Сен-Жюст снова прикрывает глаза. Бесполезно! Максимилиан не чувствует его. Но что еще хуже – он не чувствует и настроение зала. Неужели их противники настолько беспомощны и глупы, что просто так согласятся на очищение Комитетов и тем более на подчинение их верховной власти Конвента с Робеспьером во главе? Сами себя положат под нож Сансона…
– …И таким образом под давлением национальной власти сокрушить все клики и воздвигнуть на их развалинах мощь справедливости и свободы… – слышит он последние слова этой странной более чем трехчасовой речи.
Не поворачивая головы, Сен-Жюст внимательно боковым зрением наблюдает за обеими сторонами амфитеатра. Но что это? Речь, кажется, действительно произвела впечатление. Многие депутаты, похоже, искренне взволнованы. Разве чуть не утирают слезы… Лицемеры… Что это? Это всего лишь – страх. Страх! И его страх тоже. И страх Робеспьера…
Раздаются отдельные хлопки, быстро переходящие в овацию всего зала. Сен-Жюст хлопает тоже. Неужели он ошибся, и в атмосфере всеобщего страха перед добродетельным Робеспьером даже эта его слабая речь может еще исправить положение? Ну что же, вот он, твой последний триумф, Максимилиан! Время уже на исходе…
Овация смолкает, впрочем, довольно быстро, и вот уже Сен-Жюст с удивлением слышит реплику Лекуантра (несмотря на слабое возражение Бурдона из Уазы и не менее слабую поддержку Барера), говорящего о том, чтобы эта блестящая трогательная великолепная и столь много объясняющая речь Робеспьера была бы немедленно распечатана. Лоран Лекуантр, один из самых активных заговорщиков, ненавидящий Робеспьера (он ведь призывал к «убийству тирана» всего два месяца назад)… Да, непостижима сущность человеческой души… и, может быть, все-таки Руссо не прав и не все люди от природы добродетельны? Может быть, все как раз наоборот… природа не имеет никакого отношения к врожденной добродетели?

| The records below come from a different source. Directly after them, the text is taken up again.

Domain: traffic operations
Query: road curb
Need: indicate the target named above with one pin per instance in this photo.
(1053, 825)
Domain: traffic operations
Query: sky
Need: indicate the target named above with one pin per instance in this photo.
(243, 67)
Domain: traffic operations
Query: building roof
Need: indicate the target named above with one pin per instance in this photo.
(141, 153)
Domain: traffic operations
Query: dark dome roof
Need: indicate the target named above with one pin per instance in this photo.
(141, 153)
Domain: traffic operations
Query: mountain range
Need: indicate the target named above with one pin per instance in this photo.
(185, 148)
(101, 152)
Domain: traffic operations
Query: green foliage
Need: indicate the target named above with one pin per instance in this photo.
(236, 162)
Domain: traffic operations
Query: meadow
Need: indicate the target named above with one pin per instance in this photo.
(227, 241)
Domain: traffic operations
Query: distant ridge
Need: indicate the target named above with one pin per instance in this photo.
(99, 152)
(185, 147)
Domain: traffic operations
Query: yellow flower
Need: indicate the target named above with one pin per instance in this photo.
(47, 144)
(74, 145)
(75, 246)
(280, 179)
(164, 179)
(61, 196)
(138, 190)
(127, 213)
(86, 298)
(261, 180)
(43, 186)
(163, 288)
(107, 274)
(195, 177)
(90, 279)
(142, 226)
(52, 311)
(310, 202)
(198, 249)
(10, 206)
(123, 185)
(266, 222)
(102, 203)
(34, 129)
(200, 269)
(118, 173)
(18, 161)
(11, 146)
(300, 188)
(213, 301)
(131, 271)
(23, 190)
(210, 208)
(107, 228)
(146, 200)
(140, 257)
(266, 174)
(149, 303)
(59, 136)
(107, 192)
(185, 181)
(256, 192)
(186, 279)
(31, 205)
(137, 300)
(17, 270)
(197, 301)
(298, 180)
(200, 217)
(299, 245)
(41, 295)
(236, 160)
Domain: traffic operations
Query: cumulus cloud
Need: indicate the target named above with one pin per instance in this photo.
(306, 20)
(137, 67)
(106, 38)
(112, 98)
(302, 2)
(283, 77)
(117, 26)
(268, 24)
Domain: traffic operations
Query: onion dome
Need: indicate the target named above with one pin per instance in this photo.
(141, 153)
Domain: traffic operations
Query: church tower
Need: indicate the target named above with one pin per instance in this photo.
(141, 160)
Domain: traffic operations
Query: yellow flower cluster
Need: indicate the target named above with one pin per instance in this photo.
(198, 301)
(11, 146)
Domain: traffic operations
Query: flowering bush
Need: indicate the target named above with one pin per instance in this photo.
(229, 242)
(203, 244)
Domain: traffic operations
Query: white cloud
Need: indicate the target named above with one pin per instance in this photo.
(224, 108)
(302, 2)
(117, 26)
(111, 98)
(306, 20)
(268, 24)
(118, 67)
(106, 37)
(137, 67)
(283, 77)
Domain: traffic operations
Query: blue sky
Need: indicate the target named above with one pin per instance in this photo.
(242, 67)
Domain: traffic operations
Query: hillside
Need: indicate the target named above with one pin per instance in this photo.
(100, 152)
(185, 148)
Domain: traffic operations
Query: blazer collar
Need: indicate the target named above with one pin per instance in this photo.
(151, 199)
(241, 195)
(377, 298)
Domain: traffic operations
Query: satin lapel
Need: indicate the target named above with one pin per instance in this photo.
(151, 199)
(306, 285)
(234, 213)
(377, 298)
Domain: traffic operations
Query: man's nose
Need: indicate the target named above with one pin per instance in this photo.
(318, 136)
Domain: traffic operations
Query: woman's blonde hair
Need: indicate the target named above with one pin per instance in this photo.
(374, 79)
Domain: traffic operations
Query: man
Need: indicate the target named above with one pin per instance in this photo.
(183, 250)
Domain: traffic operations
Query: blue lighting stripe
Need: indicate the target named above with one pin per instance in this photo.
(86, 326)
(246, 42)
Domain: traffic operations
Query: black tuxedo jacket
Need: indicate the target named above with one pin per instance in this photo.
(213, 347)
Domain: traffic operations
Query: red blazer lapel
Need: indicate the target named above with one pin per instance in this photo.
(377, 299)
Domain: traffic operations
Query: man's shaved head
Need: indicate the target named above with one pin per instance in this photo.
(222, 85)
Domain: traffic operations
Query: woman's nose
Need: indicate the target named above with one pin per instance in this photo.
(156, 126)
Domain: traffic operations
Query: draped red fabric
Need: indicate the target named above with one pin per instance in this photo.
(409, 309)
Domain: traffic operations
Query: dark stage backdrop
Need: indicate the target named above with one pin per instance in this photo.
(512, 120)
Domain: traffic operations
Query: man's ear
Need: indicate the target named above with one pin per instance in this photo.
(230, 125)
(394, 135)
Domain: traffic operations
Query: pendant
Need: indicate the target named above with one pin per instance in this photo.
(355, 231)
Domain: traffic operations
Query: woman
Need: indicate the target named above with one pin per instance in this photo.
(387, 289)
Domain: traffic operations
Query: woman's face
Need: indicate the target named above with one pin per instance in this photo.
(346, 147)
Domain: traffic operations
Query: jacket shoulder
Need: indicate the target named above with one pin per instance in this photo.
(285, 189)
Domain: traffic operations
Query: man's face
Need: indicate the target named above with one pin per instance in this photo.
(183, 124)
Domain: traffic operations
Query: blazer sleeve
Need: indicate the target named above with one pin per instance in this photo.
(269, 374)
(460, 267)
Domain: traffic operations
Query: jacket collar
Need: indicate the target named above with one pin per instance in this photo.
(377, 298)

Сен-Жюст опускает голову, и на его губах появляется обычная презрительная усмешка, только уголок рта чуть-чуть дрожит.
(«В тот день, когда я приду к убеждению, что невозможно установить среди французского народа нравы мягкие, сильные, чувствительные, беспощадные к тирании и к несправедливости, я пронжу себя кинжалом…»)
– Граждане, а я предлагаю, чтобы речь Робеспьера не только распечатали, но еще и разослали по всем коммунам Республики! – прямо над ухом Антуана раздается громкий уверенный голос.
Кутон… Молодец Жорж, не растерялся. Теперь, наверное, все ждут, чтобы и он сказал свое слово, поддержав «оправдательную» речь Максимилиана. Только что он должен говорить? И о чем? Добавить нечего – Неподкупный высказался достаточно ясно: он говорил только о себе, но не назвал своих врагов; Сен-Жюст не может сделать это за него – его собственного выступления ждут только завтра, а сегодня он лишь ухудшит из рук вон плохую ситуацию…
– Предложение принято! – с мрачной обреченностью подводит итоги голосования председатель Колло д’Эрбуа (речь Робеспьера была направлена в том числе и против него), а Сен-Жюст мучительно думает над тем, каким образом ему исправить ошибки, допущенные Максимилианом в сегодняшнем выступлении. Потому что нельзя было опровергать обвинения в диктатуре и тут же требовать новых голов; нельзя было обвинять в заговоре членов Комитетов и не называть имен (кроме трех второстепенных); и уж совсем нельзя было выступать только от собственного имени, а не от имени Комитетов или хотя бы от имени всей партии монтаньяров.